What Does the Iterative Process Mean in Psychology?

Psychological assessments are iterative. Information is gathered and evaluated, symptoms are identified, and outcomes or treatments are suggested. Clinicians later evaluate their patients’ changes and adjust treatments. Iteration occurs by reviewing the data and connecting it to emerging insights.

The iterative reprocessing model hypothesizes that emotional episodes (such as anger or joy) are created as information flows through certain centers of the brain. The brain integrates a person’s goals, values, desires, and intentions to shape an emotional instance. Different patterns of neural activity can create different emotional events.

At the heart of all science is the iterative process, with the goal of getting closer to the truth through research over time. Research relies on the credibility of previous findings so that iteration can occur. According to recent article in Nature, psychology faces a replicability crisis. Researchers tried to reproduce the findings of 21 experiments, but had limited success. Other factors may be at work, however. Because it involves human emotion, psychology is extremely complicated and experiments can be difficult to duplicate.

 

Challenges of the Iterative Process

One major threat to the iterative process is scope creep, which can occur due to the lack of firm deadline or defined solution. To avoid scope creep, project managers should maintain a list of priorities and benchmarks.

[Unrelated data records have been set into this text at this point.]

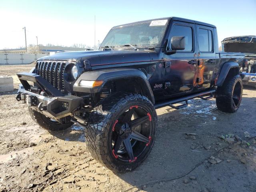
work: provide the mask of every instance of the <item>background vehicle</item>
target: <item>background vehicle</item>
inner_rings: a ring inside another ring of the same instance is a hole
[[[84,127],[92,156],[124,172],[152,149],[155,109],[215,96],[220,110],[237,110],[244,54],[218,48],[216,27],[201,22],[170,17],[116,26],[101,51],[44,57],[18,74],[17,99],[45,128]]]
[[[237,36],[226,38],[222,42],[224,51],[242,52],[248,60],[244,73],[244,84],[256,88],[256,36]]]

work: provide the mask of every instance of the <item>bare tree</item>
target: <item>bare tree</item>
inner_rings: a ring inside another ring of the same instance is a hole
[[[35,45],[31,45],[32,46],[28,47],[28,53],[36,54],[38,53],[37,46]]]

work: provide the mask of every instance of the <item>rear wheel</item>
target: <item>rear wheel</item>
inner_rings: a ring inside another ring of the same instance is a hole
[[[71,126],[72,123],[63,124],[46,117],[36,111],[28,108],[28,112],[33,120],[42,128],[51,131],[64,130]]]
[[[216,104],[218,108],[223,112],[236,112],[241,104],[242,93],[243,84],[240,75],[225,81],[222,86],[217,89]]]
[[[103,99],[89,118],[86,136],[94,158],[124,172],[139,166],[155,141],[157,117],[152,103],[138,94]]]

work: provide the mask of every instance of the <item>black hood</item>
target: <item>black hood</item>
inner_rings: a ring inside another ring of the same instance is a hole
[[[108,64],[147,61],[152,51],[113,50],[63,52],[42,57],[38,60],[72,61],[82,63],[88,60],[92,66]]]

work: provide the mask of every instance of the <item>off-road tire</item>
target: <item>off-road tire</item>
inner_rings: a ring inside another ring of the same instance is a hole
[[[73,123],[62,124],[57,121],[52,121],[45,115],[28,108],[29,114],[33,120],[42,128],[50,131],[64,130],[70,127]]]
[[[238,87],[236,87],[236,86]],[[240,100],[235,104],[234,104],[233,96],[235,87],[236,89],[240,87],[239,91]],[[216,104],[218,109],[223,112],[234,113],[238,110],[243,93],[243,83],[239,75],[234,76],[229,80],[225,80],[221,87],[218,87],[217,89]]]
[[[113,171],[125,172],[135,169],[146,158],[155,142],[157,116],[153,104],[148,98],[140,94],[117,93],[103,99],[97,106],[90,115],[85,130],[87,146],[92,156]],[[113,156],[109,146],[112,140],[110,133],[121,112],[134,106],[143,106],[151,114],[150,122],[154,127],[152,138],[146,151],[142,154],[144,156],[132,162],[120,162]]]

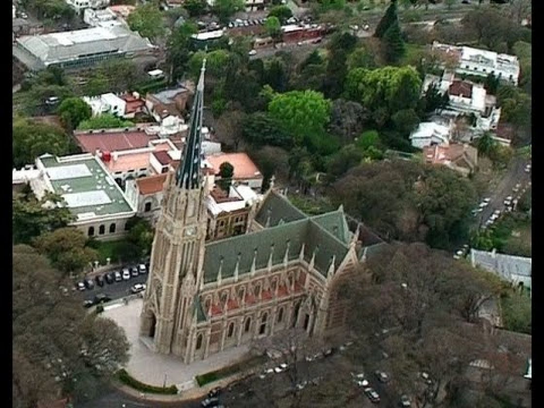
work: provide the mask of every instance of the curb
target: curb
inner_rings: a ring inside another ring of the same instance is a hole
[[[179,394],[175,395],[150,394],[141,392],[121,383],[118,380],[112,381],[112,384],[114,388],[121,392],[142,401],[158,403],[182,402],[183,401],[190,401],[194,399],[204,398],[212,389],[216,387],[219,387],[221,388],[225,388],[232,382],[244,378],[248,375],[253,374],[254,372],[254,371],[250,370],[244,373],[239,373],[217,381],[211,382],[209,384],[206,384],[202,387],[196,386],[187,391],[181,392]]]

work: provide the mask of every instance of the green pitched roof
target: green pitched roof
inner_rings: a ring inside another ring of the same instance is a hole
[[[346,245],[349,244],[351,240],[353,234],[349,231],[341,207],[336,211],[313,217],[312,220]]]
[[[307,218],[307,216],[289,200],[273,190],[261,205],[255,220],[263,227],[275,227]],[[268,225],[267,225],[267,221]]]

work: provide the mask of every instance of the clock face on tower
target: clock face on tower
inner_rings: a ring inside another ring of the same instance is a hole
[[[193,237],[196,233],[196,227],[188,227],[183,232],[186,237]]]

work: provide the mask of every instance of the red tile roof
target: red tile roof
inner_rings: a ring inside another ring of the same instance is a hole
[[[146,177],[136,179],[136,184],[140,194],[147,195],[154,194],[161,191],[164,188],[164,182],[166,180],[168,173],[157,174]]]
[[[472,84],[463,81],[454,81],[449,85],[448,93],[455,96],[472,97]]]
[[[157,139],[156,135],[148,135],[141,130],[78,132],[74,137],[84,152],[92,153],[97,149],[113,152],[147,147],[150,140]]]

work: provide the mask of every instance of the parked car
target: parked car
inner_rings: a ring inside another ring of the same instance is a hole
[[[121,276],[121,273],[118,270],[116,270],[114,273],[114,279],[115,279],[115,282],[121,282],[123,280],[123,277]]]
[[[206,398],[201,403],[200,403],[200,406],[205,407],[211,407],[211,406],[217,406],[219,404],[219,399],[217,397],[214,397],[213,398]]]
[[[112,298],[106,293],[97,293],[95,296],[95,304],[98,305],[99,303],[106,303],[112,301]]]
[[[144,292],[145,290],[145,283],[136,283],[135,285],[132,285],[131,288],[131,293],[139,293],[141,292]]]
[[[380,382],[388,382],[389,376],[383,371],[376,370],[374,372],[374,375],[376,376]]]
[[[89,299],[83,301],[83,307],[85,307],[86,309],[88,309],[91,306],[94,306],[94,304],[95,302],[94,301],[89,300]]]
[[[92,279],[85,279],[83,281],[83,283],[85,283],[85,287],[89,290],[91,290],[95,287],[95,283]]]
[[[380,395],[376,392],[376,390],[372,388],[367,388],[364,389],[364,394],[371,402],[376,404],[380,402]]]
[[[215,387],[214,388],[212,388],[208,393],[208,398],[213,398],[214,397],[219,397],[219,394],[221,393],[221,388],[219,387]]]
[[[412,403],[410,401],[410,398],[408,398],[408,395],[403,395],[400,396],[400,400],[399,401],[399,405],[402,407],[409,408],[412,406]]]

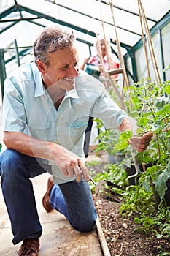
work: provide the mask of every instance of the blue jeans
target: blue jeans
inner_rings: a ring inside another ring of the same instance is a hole
[[[50,171],[50,165],[44,164],[39,158],[10,149],[1,154],[1,183],[14,244],[26,238],[41,236],[42,228],[30,178]],[[50,204],[63,214],[76,230],[89,232],[93,229],[96,211],[89,184],[85,181],[55,185],[51,191]]]

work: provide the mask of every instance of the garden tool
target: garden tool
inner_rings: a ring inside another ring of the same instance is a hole
[[[137,178],[141,175],[141,173],[142,173],[142,172],[140,170],[139,165],[137,162],[137,159],[136,159],[136,157],[135,156],[135,154],[133,151],[133,149],[131,151],[131,157],[132,157],[132,159],[134,164],[134,167],[135,167],[135,170],[136,170],[136,173],[131,175],[129,176],[128,176],[127,179],[128,179],[128,185],[130,185],[130,178],[134,178],[135,180],[135,184],[137,185],[138,184],[138,181],[137,181]]]
[[[92,178],[90,178],[90,181],[96,186],[95,192],[96,194],[109,201],[120,203],[120,200],[119,197],[122,197],[122,195],[112,189],[115,188],[125,191],[122,187],[107,180],[101,180],[98,184],[96,184]]]

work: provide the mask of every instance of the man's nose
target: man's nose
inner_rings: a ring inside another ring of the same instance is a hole
[[[77,66],[74,66],[70,69],[70,74],[69,74],[71,77],[77,77],[77,75],[79,75],[79,68],[77,67]]]

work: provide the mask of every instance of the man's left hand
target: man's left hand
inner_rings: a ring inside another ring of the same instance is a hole
[[[149,145],[152,137],[152,132],[147,132],[142,137],[132,136],[128,143],[139,152],[143,152]]]

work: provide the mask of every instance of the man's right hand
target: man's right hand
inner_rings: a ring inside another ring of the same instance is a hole
[[[50,150],[53,154],[53,160],[63,175],[73,177],[75,174],[77,182],[81,181],[82,176],[85,181],[90,181],[88,169],[80,157],[56,144],[53,146],[50,145]]]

Timelines can also be a challenge. Team members want to keep tweaking to improve a product. This can make stakeholders and clients restless. Project managers may need to pay more attention to the team, be firm about the requirements that need to be addressed in the iteration, or be willing to say a product is good enough for testing and evaluation.

If you are working with vendors on any project, you need to be clear about the requirements and timeline. In the iterative model, clear contracts and expectations are essential. At the beginning of any contract, ensure that you have a hourly or market rate if the project veers too far off scope or time. Even if the project changes for good reasons, both you and the vendor must be willing to be flexible rather than stick to a schedule or scope that defeats the whole point of iterating.